Entre las dos se establece, más que amistad, una relación lésbica. Recorren Inglaterra en automóviles y camionetas robadas; viven del hurto. En su desatada locura, Eunice vende su cuerpo a los camioneros que encuentra en los restaurantes de carretera; les mata luego y les roba. Entierran u ocultan los cadáveres; nada se evita en este horror espantoso. Miriam sigue obedeciendo, con un desconcertado y asustado intento de ayudar a su amiga.

Se va mostrando, en la creciente perturbación mental de Eunice, el verdadero carácter de su búsqueda: una ansiosa y casi desesperada necesidad de Dios. Todo acaba con el aparentemente lúcido suicidio de Eunice, ante el mar abierto, en una especie de inmolación a Dios, cuyo silencio quiere romper.

El riesgo, antes apuntado, de este inusual cúmulo de atrocidades, con verismo casi documental, aterrador, es que el símbolo que Winterbottom pretende quede ahogado por esas mismas atrocidades. El clamor religioso del hombre de hoy, materializado, embrutecido, solo, al borde de la desesperación, es el sentido de esta parábola. En muchos aspectos real, tanto la monstruosa degeneración como el grito de súplica casi animal dirigido a Dios, no impide sin embargo juzgar la película de excesiva, desproporcionada y, en su recurso a esa envilecida y tan peculiar locura, menos real o verdadera, y menos eficaz su pretensión de retrato universal religioso del hombre actual.

Sin embargo, resulta laudable un enfoque temático tan serio, expresado con vigor —dejada aparte la truculencia—, con apasionada tensión, un ritmo electrizante, belleza plástica, y unas interpretaciones memorables. P.A.U.

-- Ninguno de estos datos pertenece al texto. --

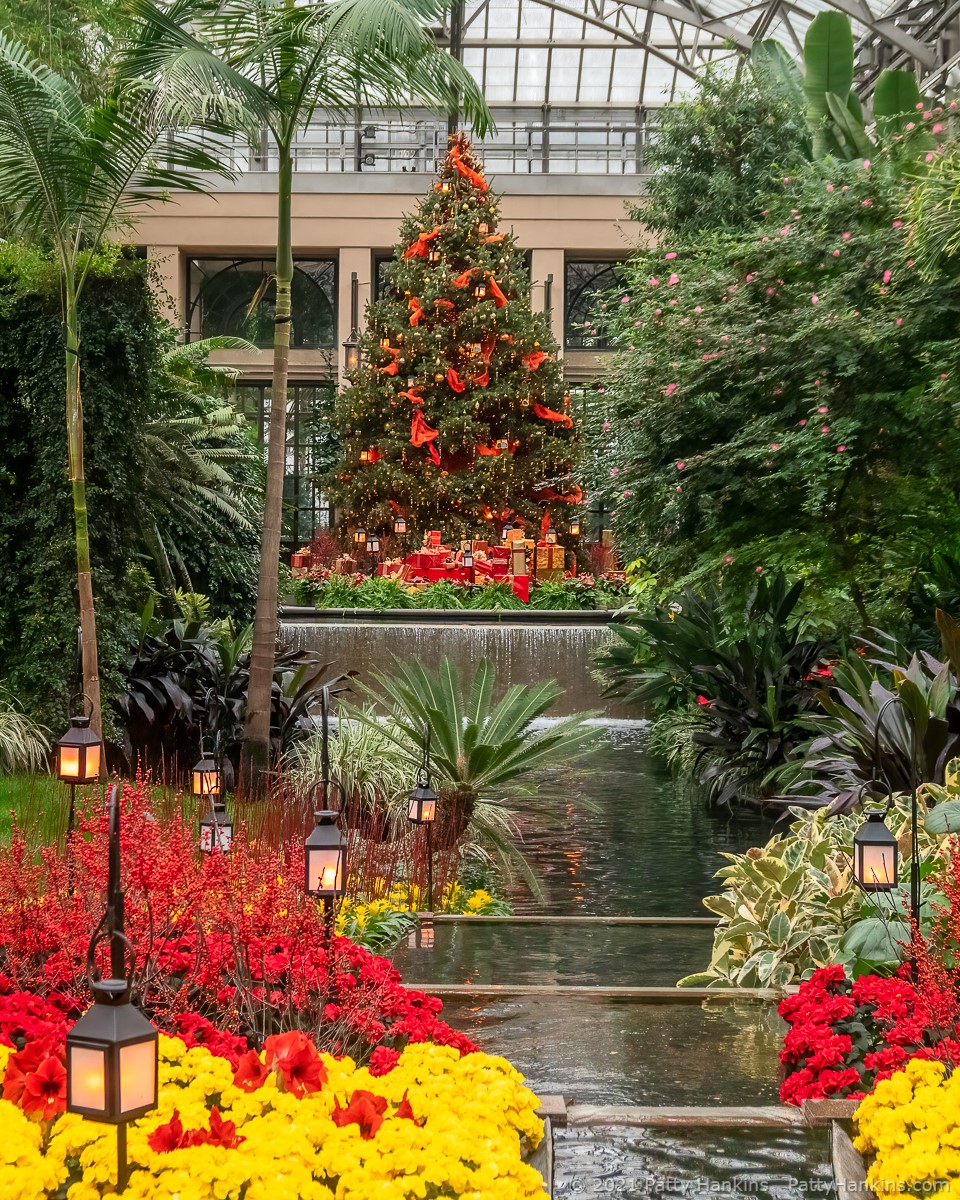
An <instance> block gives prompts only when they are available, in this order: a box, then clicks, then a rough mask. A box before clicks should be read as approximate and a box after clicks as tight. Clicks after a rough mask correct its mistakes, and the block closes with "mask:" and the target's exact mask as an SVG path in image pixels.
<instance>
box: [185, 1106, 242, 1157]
mask: <svg viewBox="0 0 960 1200" xmlns="http://www.w3.org/2000/svg"><path fill="white" fill-rule="evenodd" d="M194 1139H196V1140H194V1142H193V1144H194V1145H206V1146H223V1147H224V1148H226V1150H236V1147H238V1146H239V1145H240V1142H241V1141H246V1138H242V1136H240V1134H238V1132H236V1123H235V1122H234V1121H224V1120H223V1117H222V1116H221V1115H220V1109H218V1108H217V1106H216V1105H214V1108H212V1109H211V1110H210V1130H209V1133H208V1132H206V1130H205V1129H198V1130H197V1133H196V1135H194Z"/></svg>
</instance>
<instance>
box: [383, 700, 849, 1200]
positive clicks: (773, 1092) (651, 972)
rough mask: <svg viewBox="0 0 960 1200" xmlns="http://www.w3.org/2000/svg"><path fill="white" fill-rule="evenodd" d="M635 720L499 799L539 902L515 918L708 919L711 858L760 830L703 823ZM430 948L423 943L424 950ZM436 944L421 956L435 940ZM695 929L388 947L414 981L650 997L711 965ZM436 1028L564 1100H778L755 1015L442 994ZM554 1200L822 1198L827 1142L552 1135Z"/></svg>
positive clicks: (775, 1134) (707, 816)
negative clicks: (498, 985)
mask: <svg viewBox="0 0 960 1200" xmlns="http://www.w3.org/2000/svg"><path fill="white" fill-rule="evenodd" d="M644 743H646V731H644V727H643V725H642V724H641V722H626V721H610V722H607V725H606V726H605V743H604V746H602V749H601V750H600V751H599V752H598V754H596V755H595V756H594V757H593V758H592V760H590V761H589V763H588V766H584V767H577V768H558V769H556V770H547V772H545V773H544V774H542V776H541V779H540V780H539V785H540V786H539V790H538V792H536V794H535V796H527V797H521V798H516V799H514V800H511V805H512V808H514V810H515V812H516V820H517V826H518V829H520V832H521V836H522V844H523V850H524V853H526V854H527V857H528V858H529V860H530V863H532V864H533V866H534V869H535V871H536V874H538V876H539V877H540V880H541V884H542V889H544V896H542V898H541V899H538V898H534V896H533V895H532V894H530V893H529V892H528V890H527V889H524V888H523V887H521V886H517V887H515V888H514V894H512V900H514V905H515V908H516V911H517V912H530V913H534V912H536V913H552V914H558V916H560V914H568V916H570V914H582V916H587V914H595V916H636V917H702V916H707V911H706V910H704V908H703V906H702V904H701V900H702V898H703V896H704V895H709V894H712V893H714V892H718V890H720V884H719V881H716V880H715V878H714V872H715V871H716V870H718V869H719V868H721V866H722V865H724V863H725V860H724V858H722V854H724V852H737V851H743V850H745V848H746V847H749V846H752V845H760V844H762V842H764V841H766V840H767V838H768V836H769V835H770V832H772V822H770V821H768V820H766V818H762V817H760V816H756V815H749V814H748V815H743V814H742V815H737V816H725V815H715V814H710V812H708V811H707V810H706V809H704V806H703V802H702V799H700V798H698V797H696V796H694V794H690V793H689V792H686V791H684V790H682V788H678V787H677V786H676V785H674V782H673V780H672V779H671V776H670V773H668V772H666V770H665V769H664V768H662V767H661V766H660V764H659V763H656V762H655V761H653V760H652V758H650V757H649V756H648V755H647V752H646V744H644ZM431 935H432V936H431ZM431 943H432V944H431ZM710 943H712V930H710V929H708V928H704V926H646V925H644V926H637V925H604V926H583V925H576V924H574V925H564V924H557V925H482V926H480V925H478V926H475V928H473V929H472V928H470V926H469V925H468V924H460V925H443V924H442V925H437V926H434V928H433V930H432V931H430V934H428V935H427V937H426V938H425V937H424V935H422V931H421V932H420V934H418V935H414V936H413V937H412V938H410V940H409V942H407V943H404V944H403V946H402V947H400V948H398V950H397V955H396V960H397V964H398V965H400V966H401V968H402V971H403V973H404V977H406V978H407V979H408V980H410V982H412V983H420V984H422V985H428V984H430V983H468V982H469V983H475V984H496V983H500V984H506V985H509V984H517V983H552V984H559V985H569V984H601V985H604V984H606V985H607V986H611V985H641V986H664V985H671V984H673V983H674V982H676V980H677V979H678V978H679V977H680V976H683V974H688V973H690V972H692V971H696V970H701V968H702V967H703V966H706V964H707V962H708V960H709V950H710ZM444 1009H445V1015H446V1016H448V1019H449V1020H450V1021H451V1024H454V1025H455V1026H456V1027H458V1028H462V1030H464V1031H466V1032H468V1033H469V1034H470V1036H472V1037H474V1038H475V1039H476V1040H478V1042H479V1043H480V1044H481V1045H482V1046H484V1048H485V1049H487V1050H490V1051H491V1052H492V1054H503V1055H504V1056H505V1057H508V1058H509V1060H510V1061H511V1062H512V1063H515V1064H516V1066H517V1067H518V1069H520V1070H522V1072H523V1073H524V1075H527V1078H528V1079H529V1080H530V1082H532V1085H533V1086H534V1087H535V1088H538V1090H539V1091H540V1092H541V1093H544V1094H551V1093H560V1094H564V1096H566V1097H568V1098H571V1099H574V1100H575V1102H577V1103H596V1104H650V1105H674V1104H682V1105H721V1104H775V1103H776V1099H778V1096H776V1092H778V1074H779V1062H778V1054H779V1050H780V1044H781V1038H782V1022H781V1021H780V1019H779V1018H778V1015H776V1013H775V1010H774V1008H773V1006H770V1004H763V1003H737V1004H725V1003H710V1004H704V1006H700V1004H678V1003H638V1002H636V1001H629V1000H622V998H613V997H601V996H589V995H588V996H564V995H544V996H514V997H511V996H503V997H496V998H486V997H485V998H478V997H468V996H450V997H446V998H445V1001H444ZM556 1151H557V1183H556V1196H557V1198H560V1200H590V1198H596V1196H612V1198H618V1200H640V1198H648V1196H674V1195H676V1196H682V1198H684V1200H707V1198H712V1200H716V1196H718V1195H725V1194H728V1195H736V1194H748V1195H751V1196H758V1198H761V1200H767V1198H769V1200H809V1198H810V1196H817V1195H824V1196H826V1195H827V1194H828V1193H829V1187H830V1177H829V1166H828V1162H829V1151H828V1146H827V1142H826V1138H824V1136H823V1135H822V1134H818V1133H812V1132H811V1133H808V1132H802V1130H776V1129H772V1130H743V1132H730V1130H713V1129H689V1130H668V1132H666V1130H647V1129H616V1128H598V1129H570V1130H562V1132H559V1133H558V1135H557V1141H556Z"/></svg>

Director: Michael Winterbottom. Intérpretes: Amanda Plummer (Eunice), Saskia Reeves (Miriam), Paul Bown, Kathy Jamieson, Des Macleer, Lisa Jane Riley, Freda Dowie, Ricky Tomlinson, Fine Time Fontayne. País: Estados Unidos. Año: 1995. Producción: Julie Baines, para Dan Films. Presentada por: British Screen y Merseyside Film Production Fund. Guión: Frank Cottrell Boyce. Música: John Harle y Björk, Shampoo, The Cranberries, PJ Harvey, etc... Fotografía: Seamus McGarvey. Montaje: Trevor Waite. Estreno en Madrid: 16-II-96 (Renoir Plaza de España). Distribuidora cine: Vértigo Films. Distribuidora vídeo: Luna Llena. Duración: 88 minutos. Género: Road movie dramático. Premios principales: Sección oficial del Festival de Berlín 1995 y de la Seminci de Valladolid 1995. Público apropiado: Adultos, con reparos. Contenidos específicos: V+ X+ D+.